From 1997 to 2001, Karl H. Müller was head of the Departments of Political Science and Sociology at the Institute for Advanced Studies (IHS) in Vienna. Currently. Until 2014 he was head of WISDOM, Austria’s infra-structural centre for the social sciences and President of the Heinz von Foerster Society. Now he is Director of The Steinbeis Transfer Center New Cybernetics , Vienna, Austria and Professor at the University of Ljubljana, Slovenia
His main research interests range from issues in complex modeling within the social sciences and from interdisciplinary analyses of innovation processes in science, technology and economy to the history and the current potential of inter- and transdisciplinary research, to the frontiers of second order cybernetics and radical constructivism or to the newly emerging risk-potentials for contemporary societies in general.
His recent publications reflect these various interests, namely Market Expansion and Knowledge Integration. Double Movements within Modernity (Frankfurt:Campus-Verlag 1999), Socio-Economic Models and Societal Complexity. Intermediation & Design (Marburg:Metropolis-Verlag 1998), Advancing Socio-Economics (together with J. Rogers Hollingsworth and Ellen Jane Hollingsworth) (Lanham: Rowman&Littlefield 2002), An Unfinished Revolution? Heinz von Foerster and the Biological Computer Laboratory 1958 – 1976 (Wien:edition echoraum 2007) (together with Albert Müller), Gordon Pask, Philosopher Mechanic. An Introduction to the Cybernetician’s Cyberrnetician (Wien:edition echoraum 2007)(together with Ranulph Glanville), The New Science of Cybernetics. The Evolution of Living Research Designs. Vol. I. Methodology (Wien:edition echoraum 2008), Modern RISC-Societies. Towards a New Paradigm for Societal Evolution (Wien:edition echoraum)(together with Ivan Svetlik et al.) and The New Science of Cybernetics. The Evolution of Living Research Designs. Vol. II. Theory (Wien:edition echoraum 2011).
Under the heading of new cybernetics the lecture will present a new approach to cybernetics which differs wildly from old cybernetics as it was developed between the 1940s and the 1960s or even second-order cybernetics as an observer-dependent form of doing science differently. The lecture will focus on three inter-related Copernican revolutions or inversions which become the differentia specifica of new cybernetics.

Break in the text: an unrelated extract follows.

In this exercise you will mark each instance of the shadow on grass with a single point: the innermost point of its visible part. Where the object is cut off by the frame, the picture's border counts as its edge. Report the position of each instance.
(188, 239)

The first inversion for new cybernetics lies in the domain or in the level of analysis which is introduced as second-order domain or level. This second-order domain is reached whenever re-entry operations on normal or first-order science building blocks are undertaken: These re-entry operations can be performed with outputs from first-order science like in tests of tests, causal relations of causal relations, explanations of explanations, etc. or with inputs of first-order science like in theories of theories, models of models, generative mechanisms of generative mechanisms, etc.
For the second inversion a separation between exo-science – science from without – and endo-science – science from within - can be developed. It can be shown that Science I was predominantly organized as exo-science whereas a drift is currently underway towards various forms of endo-science. Endo-science places the observer as participant player within the domain under investigation and creates, thus, an endo-sphere or an endo-field which differs significantly from the traditional exo-spheres.
Finally, the lecture will briefly discuss the new target values associated with the two previous Copernican inversions. It will be shown that objectivity and inter-subjectivity – the two target values for Science I – can and must be substituted by intersubjective reproducibility as new target value. Intersubjective reproducibility becomes the consequence of doing science from within and from the active role of observers as explicit of research processes.